Purpose: Myxofibrosarcomas frequently display arm-level gains on 5p. We characterized the pathogenetic and therapeutic relevance of the α-methylacyl coenzyme A racemase (AMACR) at 5p13.3.

Experimental Design: AMACR mRNA expression in myxofibrosarcomas was analyzed using the public transcriptome and laser-microdissected sarcoma cells. We performed florescence in situ hybridization (FISH) and immunohistochemistry in independent samples for clinical correlates. In AMACR-overexpres-sing myxofibrosarcoma cells and xenografts, we elucidated the biologic function of AMACR using RNA interference and explored the therapeutic effect and mechanism of an AMACR inhibitor, ebselen oxide.

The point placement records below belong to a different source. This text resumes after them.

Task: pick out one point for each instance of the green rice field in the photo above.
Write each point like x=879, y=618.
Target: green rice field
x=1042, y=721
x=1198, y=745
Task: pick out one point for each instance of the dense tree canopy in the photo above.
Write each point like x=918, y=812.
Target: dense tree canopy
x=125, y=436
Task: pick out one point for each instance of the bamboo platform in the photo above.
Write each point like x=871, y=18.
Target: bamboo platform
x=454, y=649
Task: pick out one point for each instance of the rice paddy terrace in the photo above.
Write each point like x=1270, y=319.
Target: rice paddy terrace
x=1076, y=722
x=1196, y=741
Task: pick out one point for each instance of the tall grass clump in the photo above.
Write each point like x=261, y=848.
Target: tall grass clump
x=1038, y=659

Results: AMACR protein overexpression and gene amplification were significantly associated with each other (P < 0.001), with higher tumor grades (both P < 0.002), and univariately with worse metastasis-free survival (MFS; both P < 0.0001) and disease-specific survival (DSS; P - 0.0002 for overexpression; P - 0.0062 for amplification). AMACR protein overexpression also independently portended adverse outcome (DSS, P - 0.007; MFS, P - 0.001). However, 39% of AMACR-overexpression cases did not show gene amplification, implying alternative regulatory mechanisms. In myxofibrosarcoma cell lines, stable AMACR knockdown suppressed cell proliferation, anchorage-independent growth, and expression of cyclin D1 and cyclin T2. These growth-promoting attributes of AMACR were corroborated in the AMACR-silenced xenograft model and AMACR-underexpressed myxofibrosarcomas, showing decreased labeling for cyclin D1, cyclin T2, and Ki-67. Compared with fibroblasts, AMACR-expressing myxofibrosarcoma cells were more susceptible to ebselen oxide, which not only decreased viable cells, promoted proteasome-mediated degradation of AMACR protein, and induced cellular apoptosis in vitro, but also dose-dependently suppressed xenografted tumor growth in vivo.

Conclusions: Overexpressed AMACR in myxofibrosarcomas can be amplification-driven, associated with tumor aggressiveness, and maybe relevant as a druggable target.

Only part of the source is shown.